In the Senate, Rand Paul of Kentucky and Ted Cruz of Texas have been vocal opponents of any additional new deal, suggesting it would blow up the debt without helping the economy. And even some Republicans who acknowledge the power of public-sector spending during a private-sector downturn want to fight Pelosi on aid to cities and states; economists consider it one of the most effective forms of stimulus, but Republicans consider it a bailout for Democratic public-sector unions.
It’s been telling that the Republican senators most focused on the November election—including Susan Collins of Maine, Cory Gardner of Colorado and John Cornyn of Texas, who are up for reelection, and Todd Young of Indiana, who runs the Senate GOP’s campaign arm—are seen as proponents of cutting a stimulus deal. Overall, though, the Republican Conference seems largely unenthusiastic, and Senate Majority Leader Mitch McConnell, who never likes issues that can divide his caucus, has been cagey about what kind of stimulus, if any, might pass the Senate.
“I don’t know what they’re thinking,” says another Senate Democratic aide. “Some of them honestly believe stimulus is communism. Some of them probably think Biden’s gonna win, so screw him. It seems so obvious that something should happen, but nothing’s happening.”

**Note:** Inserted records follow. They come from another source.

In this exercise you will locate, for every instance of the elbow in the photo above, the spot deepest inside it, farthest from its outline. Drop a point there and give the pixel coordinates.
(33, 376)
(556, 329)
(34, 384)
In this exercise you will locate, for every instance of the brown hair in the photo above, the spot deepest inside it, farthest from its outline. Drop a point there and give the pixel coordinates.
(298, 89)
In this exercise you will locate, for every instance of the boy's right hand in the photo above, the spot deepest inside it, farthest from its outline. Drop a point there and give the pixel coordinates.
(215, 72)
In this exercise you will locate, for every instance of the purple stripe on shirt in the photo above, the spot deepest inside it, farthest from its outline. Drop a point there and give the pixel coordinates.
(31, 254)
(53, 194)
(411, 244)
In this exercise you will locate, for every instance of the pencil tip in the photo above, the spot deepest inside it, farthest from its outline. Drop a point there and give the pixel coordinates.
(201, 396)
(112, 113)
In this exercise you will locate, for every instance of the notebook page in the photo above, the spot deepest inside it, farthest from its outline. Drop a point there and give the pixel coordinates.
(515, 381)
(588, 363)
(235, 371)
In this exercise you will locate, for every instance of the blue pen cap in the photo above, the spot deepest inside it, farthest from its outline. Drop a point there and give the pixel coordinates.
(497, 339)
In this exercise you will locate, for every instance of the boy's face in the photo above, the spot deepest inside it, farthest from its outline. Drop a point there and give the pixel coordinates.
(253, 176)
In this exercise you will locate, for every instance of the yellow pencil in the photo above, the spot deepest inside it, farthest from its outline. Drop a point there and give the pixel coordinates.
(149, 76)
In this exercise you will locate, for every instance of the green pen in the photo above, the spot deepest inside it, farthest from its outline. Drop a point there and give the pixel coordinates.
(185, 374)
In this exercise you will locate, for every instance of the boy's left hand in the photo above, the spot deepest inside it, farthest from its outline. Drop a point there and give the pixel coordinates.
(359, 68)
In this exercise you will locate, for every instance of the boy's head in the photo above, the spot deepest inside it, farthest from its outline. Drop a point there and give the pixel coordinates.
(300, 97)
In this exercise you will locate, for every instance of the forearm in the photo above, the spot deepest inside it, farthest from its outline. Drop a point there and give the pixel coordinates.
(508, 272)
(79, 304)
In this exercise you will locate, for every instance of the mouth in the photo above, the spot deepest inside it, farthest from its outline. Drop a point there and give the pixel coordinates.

Ever since the pandemic began, it’s been clear that the prospect of a depression on Trump’s watch gave Pelosi and the Democrats extraordinary leverage. They chose to use that leverage to pump extraordinary amounts of stimulus into the economy in the spring, to provide most of it to ordinary families and public health measures, and to put some constraints on Republican plans to bail out big corporations with no strings attached. They did not insist on controversial election safeguards or enough state aid to avoid budget crises around the nation, but they figured they could use their leverage to insist on that in the next bill.
But the first five stimulus bills were so effective at putting money in people’s pockets and averting another shantytown depression like the 1930s that there’s no longer as great a sense of urgency for a sixth bill. Those first five bills were also supposed to be temporary relief packages that would tide people over until the pandemic was under control; since it’s still not under control, there’s a growing sense that more stimulus would just pour more water into a leaky boat. And now the president has thrown a grenade into the negotiations, even though some Republicans believe his campaign will absorb the brunt of the explosion.
Tomorrow, of course, he could blow up the narrative again. He might decide that the rational move for his campaign is to help Pelosi force trillions of dollars in stimulus down Republican throats. But nothing about 2020 seems particularly rational.